When it comes to forenames, I’ve got two tables showing the most popular names in late Georgian England (one for male and one for female names), a spreadsheet of allocated names and titles, a list of possible other character names… okay, maybe more than a tad.
Now I come from a large family, and my own children have made an extensive contribution to the numbers. And we tend to pick traditional names for our babies. Perhaps you can see where this is going.
I eventually twigged that my research and planning was another way to practice avoidance. So I picked the first story in time – the one that happened in 1807, and began to write.
It didn’t even occur to me that the heroine having the same name as one of my granddaughters might be an issue. They were two different people who just happened to have the same name.

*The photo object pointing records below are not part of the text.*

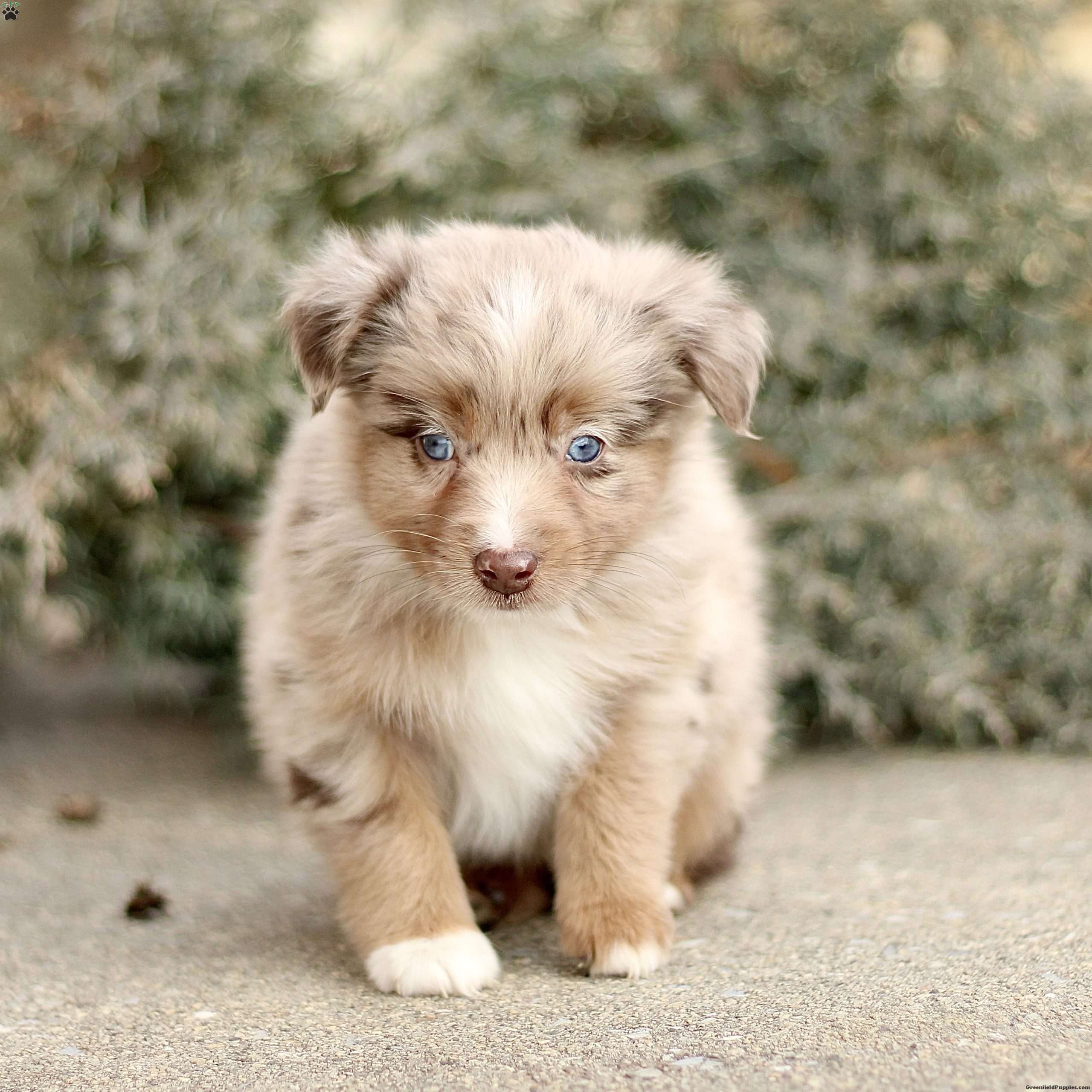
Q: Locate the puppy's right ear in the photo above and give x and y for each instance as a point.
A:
(339, 304)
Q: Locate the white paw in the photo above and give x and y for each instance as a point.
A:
(461, 962)
(674, 898)
(630, 962)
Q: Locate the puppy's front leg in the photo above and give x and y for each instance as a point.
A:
(613, 851)
(401, 896)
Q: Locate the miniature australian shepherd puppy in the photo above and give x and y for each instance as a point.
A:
(505, 611)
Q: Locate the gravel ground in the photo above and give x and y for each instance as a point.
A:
(897, 921)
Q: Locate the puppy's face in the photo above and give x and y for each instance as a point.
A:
(517, 397)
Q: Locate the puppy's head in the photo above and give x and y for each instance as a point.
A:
(516, 396)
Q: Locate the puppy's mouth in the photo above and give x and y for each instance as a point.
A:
(510, 601)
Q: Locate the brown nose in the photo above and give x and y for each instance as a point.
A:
(507, 572)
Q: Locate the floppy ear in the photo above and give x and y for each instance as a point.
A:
(339, 304)
(720, 341)
(726, 360)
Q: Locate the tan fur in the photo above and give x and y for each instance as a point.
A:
(609, 722)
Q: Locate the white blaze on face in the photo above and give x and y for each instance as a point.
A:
(506, 488)
(504, 491)
(515, 311)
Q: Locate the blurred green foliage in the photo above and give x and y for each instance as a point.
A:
(902, 186)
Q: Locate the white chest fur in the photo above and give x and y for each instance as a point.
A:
(522, 721)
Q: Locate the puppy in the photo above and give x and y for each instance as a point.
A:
(505, 607)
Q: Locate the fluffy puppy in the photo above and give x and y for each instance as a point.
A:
(505, 605)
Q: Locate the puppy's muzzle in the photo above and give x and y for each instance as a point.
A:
(507, 572)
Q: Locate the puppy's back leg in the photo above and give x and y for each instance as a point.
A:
(710, 818)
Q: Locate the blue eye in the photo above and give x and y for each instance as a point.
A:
(437, 446)
(584, 449)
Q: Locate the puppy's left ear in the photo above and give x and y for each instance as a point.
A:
(721, 342)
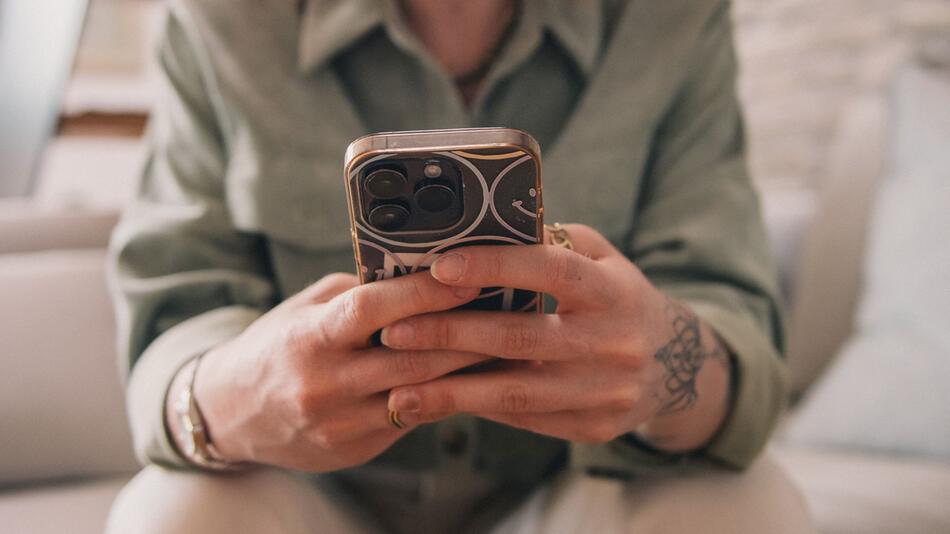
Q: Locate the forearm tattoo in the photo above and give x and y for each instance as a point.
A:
(683, 357)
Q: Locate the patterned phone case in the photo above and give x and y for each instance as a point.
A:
(501, 197)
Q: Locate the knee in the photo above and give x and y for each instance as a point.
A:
(162, 500)
(761, 499)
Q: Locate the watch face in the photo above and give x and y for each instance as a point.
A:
(190, 449)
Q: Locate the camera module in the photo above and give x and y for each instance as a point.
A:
(389, 217)
(435, 197)
(385, 183)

The thing is, this is my first book. I hope to be published in April, and – all going well – people will actually read it.
And my granddaughter, who I adore, whose umbilicus I cut 14 years ago, who I helped raise through her early childhood; my granddaughter had the same name as the heroine.
And on Monday I finally reached the hot scene.
Up till now, they’ve been attracted, there have been a couple of close calls and some fairly steamy kisses. But now I had them stranded for the night, alone, in a cottage far from everyone they knew.
And as the hero and heroine began to explore the possibilities that this opened, I began to experience dissonance. Each time the hero said her name in a voice growing huskier and huskier with passion, my dissonance grew.
I know, right?
It was creepy. and I don’t mean Halloween creepy. I mean scruffy man on the corner in nothing but a raincoat creepy.
Ewww. Just. Ewww.
So, thanks to search and replace, my heroine is now called Anne. She always has been called Anne. She always will be called Anne. And when Rede whispers endearments to her in the intimacy of the quiet cottage, he whispers a name that doesn’t belong to any of my granddaughters.
I don’t promise that I will never have a heroine up to steamy stuff who happens to have the same name as one of my nearest and dearest. But it won’t be my first book. And the person won’t be a teenager.